Xinhua, May 15, 2011
Afghan children look after family
Likewise Shah Jan, many children are seen in Afghan streets, bazaars and brick kilns working from dawn to dusk to earn meager income to support their families
By Abdul Haleem, Zhang Jianhua
"I have no choice but to sell shopping bags to support our family. My elder brother also works on street because our father is disabled," an Afghan child who introduced himself as Shah Jan told Xinhua on Sunday.
Dressed in grubby clothes and shouting up "shopping bags, shopping bags" in a crowded downtown bazaar in the Afghan capital Kabul to attract buyers, the poor Shah Jan, 7, whispered that he could earn 50 to 80 Afghanis (1 U.S. dollars up to 1.80 U.S. dollars) a day.
Afghan children sorts bricks at the Sadat Ltd. Brick factory, where they work from 8am to 5 pm daily, on May 14, 2010 in Kabul, Afghanistan. Child labour is common at the brick factories where the parents work as labourers, desperate to make more money enlisting their children to help doing the easy jobs. (May 13, 2010 - Photo: Majid Saeedi/Getty Images Europe)
When asked whether his father sends him to work, Jan shrugged and murmured, "Bomb blast handicapped him two years ago and since then the responsibility of the family had rested on me and my brother."
Jan's brother Khan Agha, 9, has also been shouldering the responsibility to support the seven-member family.
"Khan Agha often works as car washer alongside a stream in Kabul," Jan murmured, adding he (Khan Agha) earns up to 150 Afghanis (3 U.S. dollars) a day.
Jan and his brother Khan Agha are not alone in the war-ravaged Afghanistan bearing the brunt of endemic conflicts.
Killing, destruction, orphans and disabled people are the legacy of over three decades of war in Afghanistan.
There is no exact figure on how many people had lost their precious lives in Afghan violent incidents in 2010. According to UN report, 2,777 civilians had been killed in the militancy-ridden country last year.
Majority of the war victims in Afghanistan are the bread earners of their families.
Likewise Shah Jan, many children are seen in Afghan streets, bazaars and brick kilns working from dawn to dusk to earn meager income to support their families.
Nevertheless, Jan is among the luckiest ones, living in the capital city Kabul and attending school in the morning shift to build his future and working in the afternoon to support his war- shuttered family.

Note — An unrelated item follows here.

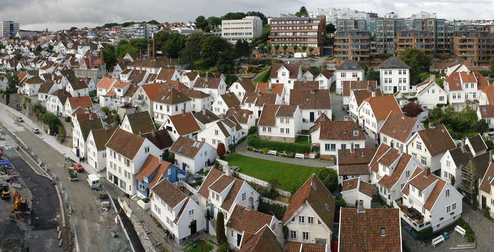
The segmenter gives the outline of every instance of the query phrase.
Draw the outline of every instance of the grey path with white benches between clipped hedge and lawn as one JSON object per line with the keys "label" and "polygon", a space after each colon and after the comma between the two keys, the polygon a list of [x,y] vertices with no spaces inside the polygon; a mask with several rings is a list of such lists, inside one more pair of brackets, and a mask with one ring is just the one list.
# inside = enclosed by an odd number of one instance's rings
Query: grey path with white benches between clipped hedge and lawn
{"label": "grey path with white benches between clipped hedge and lawn", "polygon": [[240,155],[264,159],[264,160],[282,162],[282,163],[298,164],[298,165],[305,165],[312,167],[334,166],[333,161],[326,161],[319,159],[288,158],[288,157],[265,155],[265,154],[259,154],[257,152],[251,152],[247,150],[247,140],[244,140],[239,146],[235,147],[235,151]]}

The number of Afghan innocent children that the war has forced them to give up childish sweet era and shoulder family responsibility is quite high.
Even though there is no official statistic about the number of street children in the war-torn Afghanistan, numerous of juveniles involved in child labor is seen in city streets elsewhere in the country.
"By polishing shoes I support my six-member family," said Zaman, 12, wandering on a street in Kabul.